NS1[CRM Namespace<br/>Standard Tier]
NS2[Matching Namespace<br/>Standard Tier]
NS3[Profile Namespace<br/>Standard Tier]
NS4[Assessment Namespace<br/>Standard Tier]
subgraph "CRM Event Hubs"
EH1[contacts-events]
EH2[opportunities-events]
EH3[accounts-events]
end
subgraph "Matching Event Hubs"
EH4[matches-events]
EH5[iterations-events]
EH6[declarations-events]
end
subgraph "Profile Event Hubs"
EH7[profiles-events]
EH8[skills-events]
EH9[availability-events]
end
end
NS1 --> EH1
NS1 --> EH2
NS1 --> EH3
NS2 --> EH4
NS2 --> EH5
NS2 --> EH6
NS3 --> EH7
NS3 --> EH8
NS3 --> EH9
Partitioning Strategy¶
Events are partitioned by aggregateId to ensure:
- Order preservation per aggregate
- Efficient parallel processing
- Consistent consumer scaling
Partition Key: aggregateId
Partition Count: 4 (per Event Hub)
Retention: 7 days
Throughput Units: 2 (auto-scale to 10)
Event Hub Capture Configuration¶
Capture Settings¶
graph LR
subgraph "Capture Configuration"
INTERVAL[Time Window<br/>5 minutes]
SIZE[Size Window<br/>100 MB]
FORMAT[File Format<br/>Avro]
COMPRESS[Compression<br/>Snappy]
end
subgraph "Output Path"
CONTAINER[Container<br/>raw-events]
PATH[Path Pattern<br/>{Namespace}/{EventHub}/{Year}/{Month}/{Day}/{Hour}]

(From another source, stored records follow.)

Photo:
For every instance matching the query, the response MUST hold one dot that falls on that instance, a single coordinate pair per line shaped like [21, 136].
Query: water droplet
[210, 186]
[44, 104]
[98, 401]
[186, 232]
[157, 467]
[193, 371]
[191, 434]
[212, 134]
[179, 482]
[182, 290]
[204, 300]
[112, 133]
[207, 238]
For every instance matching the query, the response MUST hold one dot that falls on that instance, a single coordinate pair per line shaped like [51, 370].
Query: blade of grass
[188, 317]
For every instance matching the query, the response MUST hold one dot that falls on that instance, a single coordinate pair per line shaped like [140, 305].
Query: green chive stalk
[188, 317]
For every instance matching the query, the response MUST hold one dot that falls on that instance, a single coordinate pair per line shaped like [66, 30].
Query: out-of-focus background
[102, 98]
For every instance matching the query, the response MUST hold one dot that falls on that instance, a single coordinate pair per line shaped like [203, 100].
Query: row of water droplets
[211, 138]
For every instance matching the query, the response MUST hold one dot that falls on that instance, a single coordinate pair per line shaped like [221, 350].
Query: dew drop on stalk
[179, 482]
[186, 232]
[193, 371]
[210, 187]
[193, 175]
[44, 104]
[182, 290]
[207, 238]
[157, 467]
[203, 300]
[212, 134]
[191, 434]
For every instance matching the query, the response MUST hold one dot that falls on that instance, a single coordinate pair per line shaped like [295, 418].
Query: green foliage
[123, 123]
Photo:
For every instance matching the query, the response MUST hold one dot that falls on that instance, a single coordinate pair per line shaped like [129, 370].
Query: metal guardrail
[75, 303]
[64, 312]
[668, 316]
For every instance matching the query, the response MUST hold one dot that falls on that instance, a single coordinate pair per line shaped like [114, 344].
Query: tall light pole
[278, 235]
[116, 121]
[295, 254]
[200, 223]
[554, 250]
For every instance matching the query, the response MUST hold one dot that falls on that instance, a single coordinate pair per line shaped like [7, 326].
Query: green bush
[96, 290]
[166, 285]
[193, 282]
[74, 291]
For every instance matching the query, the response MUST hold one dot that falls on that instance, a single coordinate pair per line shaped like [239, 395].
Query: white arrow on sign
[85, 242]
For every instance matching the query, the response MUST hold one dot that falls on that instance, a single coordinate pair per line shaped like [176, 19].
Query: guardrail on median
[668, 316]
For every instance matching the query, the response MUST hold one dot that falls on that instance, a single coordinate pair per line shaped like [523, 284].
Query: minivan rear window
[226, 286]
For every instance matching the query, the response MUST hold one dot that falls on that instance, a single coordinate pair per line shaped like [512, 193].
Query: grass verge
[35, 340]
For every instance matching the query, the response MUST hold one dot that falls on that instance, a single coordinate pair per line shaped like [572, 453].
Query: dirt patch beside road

FILE[File Name<br/>{PartitionId}_{Offset}_{SequenceNumber}.avro]
end
INTERVAL --> PATH
SIZE --> PATH
FORMAT --> FILE
COMPRESS --> FILE
Azure CLI Configuration¶
# Create Event Hub Namespace
az eventhubs namespace create \
--name crm-events-namespace \
--resource-group rg-metrics-platform \
--location westeurope \
--sku Standard \
--enable-auto-inflate \
--maximum-throughput-units 10
# Create Event Hub with Capture
az eventhubs eventhub create \
--name contacts-events \
--namespace-name crm-events-namespace \
--resource-group rg-metrics-platform \
--partition-count 4 \
--message-retention 7
# Enable Capture to Data Lake
az eventhubs eventhub update \
--name contacts-events \
--namespace-name crm-events-namespace \
--resource-group rg-metrics-platform \
--enable-capture true \
--capture-interval 300 \
--capture-size-limit 104857600 \
--destination-name EventHubArchive.AzureDataLake \
--storage-account datalakemetricsplatform \
--blob-container raw-events \
--archive-name-format '{Namespace}/{EventHub}/{Year}/{Month}/{Day}/{Hour}/{PartitionId}_{Offset}_{SequenceNumber}.avro'
Event Schema Management¶
Base Event Contract¶
All events must conform to this base schema:
interface BusinessEvent {
// Event Identification
eventId: string; // UUID v4
timestamp: string; // ISO 8601 UTC
version: string; // Schema version (e.g., "1.0")
// Aggregate Information
aggregateId: string; // Unique identifier of the aggregate
aggregateType: string; // Type of aggregate (e.g., "Order", "Profile")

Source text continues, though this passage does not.